Activity Based Costing – Soft Cost Drivers
Anyone involved in manufacturing will, at some point, have been introduced to the ABC principle for identifying and allocating costs in manufacturing – Activity Based Costing. This principle looks at identifying the costs of production hours, extra engineering hours, production delays or stops or managing unexpected risks. This is similar when it comes to considering Soft Cost Drivers in PCB production – identifying those elements that unless considered can lead to delays in engineering, lost time and mis-specifiying demands that only serve to either drive cost upwards or fail to identify what is needed to achieve the desired quality or long term reliability – this is not sustainable PCB production in our eyes.
The first driver for consideration is that of a lack of vital information that is either necessary to complete a quotation or, even worse, necessary to complete the pre-production engineering efficiently at the very start of the process. The problem is that when vital information is missing this will cause a delay in production as you have to review the data again, looking for missing information and in the vast majority of cases this leads to engineering questions being raised at the very start. This costs time and quite frequently the lost time can lead to costly delays as this is typically associated with new data, for new projects, when time to market is critical.
If we do not stop to seek clarification then it is entirely possible that customer expectations will not be adequately understood and errors may be introduced at this stage – errors that will be carried all the way through production, so that no matter how well the PCB is made, it will be delivered on time, yet perfectly wrong. Of course, some producers may elect to make assumptions with data and unclear demands…. but taking such a risk is not in line with the Quality First values at NCAB.
Examples of missing vital information may include:
- Desired base material characteristics
- Impedance demands
- Missing specifications
- Unclear surface finish
- Missing build detail such as total thickness tolerances, dielectric requirements
- Soldermask information
Over specification is also a risk
Following on from lack of vital information, we also encounter instances where we see the opposite challenges – that of over specification. This is where we experience too much information provided with the data and the challenge here is that it may often take more time to review every single piece of information in order to determine which elements are critical for the manufacture and verification or acceptance of the PCB. The risk here is not only lost time, but also of potentially missing something critical. Equally, we may come across instances where there is so much information provided that we see conflicting demands and, again, this is something that will cause the order to be placed on hold whilst clarification is sought to determine exactly what is needed or what takes precedence.

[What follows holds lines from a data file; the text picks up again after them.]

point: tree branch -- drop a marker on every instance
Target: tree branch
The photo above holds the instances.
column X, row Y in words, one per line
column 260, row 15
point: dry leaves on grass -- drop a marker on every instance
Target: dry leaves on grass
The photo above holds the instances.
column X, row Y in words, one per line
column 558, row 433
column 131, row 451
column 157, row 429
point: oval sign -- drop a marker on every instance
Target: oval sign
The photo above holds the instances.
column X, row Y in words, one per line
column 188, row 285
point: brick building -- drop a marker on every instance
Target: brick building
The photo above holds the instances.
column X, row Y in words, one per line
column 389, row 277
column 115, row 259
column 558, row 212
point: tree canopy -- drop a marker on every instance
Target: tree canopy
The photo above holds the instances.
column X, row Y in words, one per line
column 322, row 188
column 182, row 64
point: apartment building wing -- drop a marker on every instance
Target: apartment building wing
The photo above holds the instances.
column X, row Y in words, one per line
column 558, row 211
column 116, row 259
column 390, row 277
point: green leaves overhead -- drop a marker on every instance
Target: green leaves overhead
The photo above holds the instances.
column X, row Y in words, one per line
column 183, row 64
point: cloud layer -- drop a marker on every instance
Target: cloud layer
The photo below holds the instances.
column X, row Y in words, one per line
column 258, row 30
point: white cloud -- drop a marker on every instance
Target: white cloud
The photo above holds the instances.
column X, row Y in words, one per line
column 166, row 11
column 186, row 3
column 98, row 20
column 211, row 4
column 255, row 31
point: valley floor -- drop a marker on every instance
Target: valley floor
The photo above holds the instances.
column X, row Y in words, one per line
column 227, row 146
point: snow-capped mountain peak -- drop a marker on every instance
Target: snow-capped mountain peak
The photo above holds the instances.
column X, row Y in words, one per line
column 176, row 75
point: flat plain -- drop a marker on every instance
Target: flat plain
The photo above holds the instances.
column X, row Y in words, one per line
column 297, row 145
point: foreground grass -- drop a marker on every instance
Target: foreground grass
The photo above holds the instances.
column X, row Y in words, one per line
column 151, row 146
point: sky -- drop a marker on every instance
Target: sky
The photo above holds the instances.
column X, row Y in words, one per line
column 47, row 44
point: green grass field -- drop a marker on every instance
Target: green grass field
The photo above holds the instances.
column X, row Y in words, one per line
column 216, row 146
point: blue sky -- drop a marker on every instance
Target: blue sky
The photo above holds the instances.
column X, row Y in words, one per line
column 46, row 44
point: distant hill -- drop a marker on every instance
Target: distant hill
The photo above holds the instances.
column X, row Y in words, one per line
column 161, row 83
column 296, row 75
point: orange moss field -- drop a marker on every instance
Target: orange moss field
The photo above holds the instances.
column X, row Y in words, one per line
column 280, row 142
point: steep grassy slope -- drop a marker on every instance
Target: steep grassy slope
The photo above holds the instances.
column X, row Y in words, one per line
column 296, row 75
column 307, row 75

Examples of over specification may include:
- Long specifications submitted with each new project, even if already submitted as part of the agreements package as we have to review.
- References to specifications that are either outdated or not widely used outside of the country where they originated. In many cases the responsibility is on manufacturing to identify and seek approval for a recognized equivalent.
- Over specification of demands that are either not applicable for the technology in question or carry excessive reliability demands despite the actual purpose of the product. These demands can drive cost upwards.
Knowing when to use and not to use IPC class 3
The third element relates to the final example as detailed above – that of excessive reliability demands associated with calling out the need for IPC class 3 without truly understanding what IPC class 3 demands actually entails. Such a broard statement can lead to significant consequences in terms of the cost of the PCB being supplied and also a narrowing of the supply chain options for producing volume orders.
In some industries the demand for IPC class 3, including the related demands for process control and verification, may be absolutely necessary, yet in some cases it may not. Consider a PCB that is part of a life critical product where uninterrupted use is an absolute must where no downtime can be tolerated and consider one which is used in a consumer product. It is clear that the former warrants the high level of verification according to IPC-6012 and the significant costs that come with it.
In summary, the call for class 3 does not automatically relate to advanced products or designs, but it does ensure that the high level of verification provides confidence that the PCB is fit for the advanced purposes of the end product.
Get it right from start
It is said, that a little knowledge in the wrong hands can be dangerous. Yet, it poses an even greater risk when there is a lack of knowledge or a lack of willingness to get it right as early as possible in the process. We often see poor elements of design, wasteful panelisaton or unsuitable materials being requested and sometimes, we do see a lack of willingness to make the required levels of changes. Often we are told that “it’s only the prototype, we can fix it later”, yet the design is approved and the changes never happen.
However….. if we can engage and build on the desire to get it right from the start, then we can share knowledge and experience so that the end result is a reliable PCB, delivered on time with zero defects, produced sustainably at the lowest total cost.